Studio album by Andreas Bourani
- Released: 10 June 2011
- Length: 54:10
- Label: Vertigo Berlin;
- Producer: Andreas Bourani; Julius Hartog; Andreas Herbig; Tom Olbrich; Peter Seifert;

Andreas Bourani chronology
|  | Staub & Fantasie (2011) | Hey (2014) |

= Staub & Fantasie =

Staub & Fantasie (Dust & Fantasy) is the debut studio album by German recording artist Andreas Bourani, released by Vertigo Berlin on 10 June 2011 in German-speaking Europe.

==Critical reception==

laut.de editor Kai Butterweck rated the album three stars out of five.
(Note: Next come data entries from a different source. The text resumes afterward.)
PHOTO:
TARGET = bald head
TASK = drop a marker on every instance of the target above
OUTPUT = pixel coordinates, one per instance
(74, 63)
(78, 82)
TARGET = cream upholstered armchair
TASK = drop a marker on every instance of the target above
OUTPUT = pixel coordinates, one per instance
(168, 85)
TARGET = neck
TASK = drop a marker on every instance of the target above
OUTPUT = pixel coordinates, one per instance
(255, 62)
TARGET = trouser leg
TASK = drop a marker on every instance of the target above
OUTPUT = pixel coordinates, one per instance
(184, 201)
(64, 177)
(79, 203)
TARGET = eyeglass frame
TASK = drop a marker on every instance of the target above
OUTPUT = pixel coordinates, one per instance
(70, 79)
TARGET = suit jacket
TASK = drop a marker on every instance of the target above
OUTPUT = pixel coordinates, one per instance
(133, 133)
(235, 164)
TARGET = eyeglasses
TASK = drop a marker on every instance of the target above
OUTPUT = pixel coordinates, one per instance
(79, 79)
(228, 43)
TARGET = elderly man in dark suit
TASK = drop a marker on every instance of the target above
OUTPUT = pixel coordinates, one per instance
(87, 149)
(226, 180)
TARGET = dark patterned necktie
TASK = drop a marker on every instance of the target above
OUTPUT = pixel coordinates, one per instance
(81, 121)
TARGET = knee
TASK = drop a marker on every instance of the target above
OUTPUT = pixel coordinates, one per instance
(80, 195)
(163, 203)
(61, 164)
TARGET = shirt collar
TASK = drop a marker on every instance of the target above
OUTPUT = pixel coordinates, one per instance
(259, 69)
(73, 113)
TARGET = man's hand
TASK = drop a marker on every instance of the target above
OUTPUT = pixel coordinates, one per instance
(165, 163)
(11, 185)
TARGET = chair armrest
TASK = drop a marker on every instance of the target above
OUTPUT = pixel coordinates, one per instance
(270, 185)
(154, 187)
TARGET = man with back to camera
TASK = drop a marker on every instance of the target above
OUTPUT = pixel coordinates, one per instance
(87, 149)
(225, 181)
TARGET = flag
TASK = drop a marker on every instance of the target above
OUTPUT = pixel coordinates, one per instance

He found that "Bourani's producers limit themselves to little synth and electro monotony and rather give his voice room to develop. So in the end Staub & Fantasie remains just a passable pop album."

Professional ratings
Review scores
| Source | Rating |
| laut.de |  |

==Track listing==

Staub & Fantasie track listing
| No. | Title | Writer(s) | Producer(s) | Length |
|---|---|---|---|---|
| 1. | "Nur in meinem Kopf" | Andreas Bourani; Tom Olbrich; Julius Hartog; | Andreas Herbig; Peter "Jem" Seifert; | 3:49 |
| 2. | "Wunder" | Bourani; Hartog; | Herbig; Seifert; | 4:09 |
| 3. | "Zusammen untergegangen" | Bourani; Olbrich; Hartog; | Herbig; Seifert; | 3:24 |
| 4. | "Mit der Zeit" | Bourani; Hartog; | Herbig; Seifert; | 4:26 |
| 5. | "Glück" | Bourani; Jen Bender; Raphael Schalz; Hartog; | Herbig; Seifert; | 4:30 |
| 6. | "Sicher" | Bourani; Olbrich; Hartog; | Herbig; Seifert; | 4:07 |
| 7. | "Eisberg" | Bourani; Olbrich; Hartog; | Herbig; Seifert; | 4:23 |
| 8. | "Eden für dich" | Bourani; Hartog; | Herbig; Seifert; | 4:15 |
| 9. | "Du und ich und sie" | Axel Bosse; Olbrich; Hartog; | Herbig; Seifert; | 3:13 |
| 10. | "So leicht so schwer" | Bourani; Hartog; | Bourani; Hartog; Olbrich; | 4:44 |
| 11. | "Fremder Planet" | Bourani; Hartog; Jan Stolter-Foht; Philipp Otto Block; | Herbig; Seifert; | 4:32 |
| 12. | "Frieden" | Bourani; Hartog; Ralf Hildenbeutel; | Herbig; Seifert; | 5:16 |
| 13. | "Du lässt dich gehen" | Bourani; Hartog; | Herbig; Seifert; | 3:16 |
| Total length: |  |  |  | 54:10 |

==Charts==

Weekly chart performance for Staub & Fantasie
| Chart (2014–15) | Peak position |
|---|---|
| Austrian Albums (Ö3 Austria) | 27 |
| German Albums (Offizielle Top 100) | 23 |
| Swiss Albums (Schweizer Hitparade) | 22 |

==Certifications==

Certifications for Staub & Fantasie
| Region | Certification | Certified units/sales |
| Germany (BVMI) | Gold | 100,000^{‡} |
^{‡} Sales+streaming figures based on certification alone.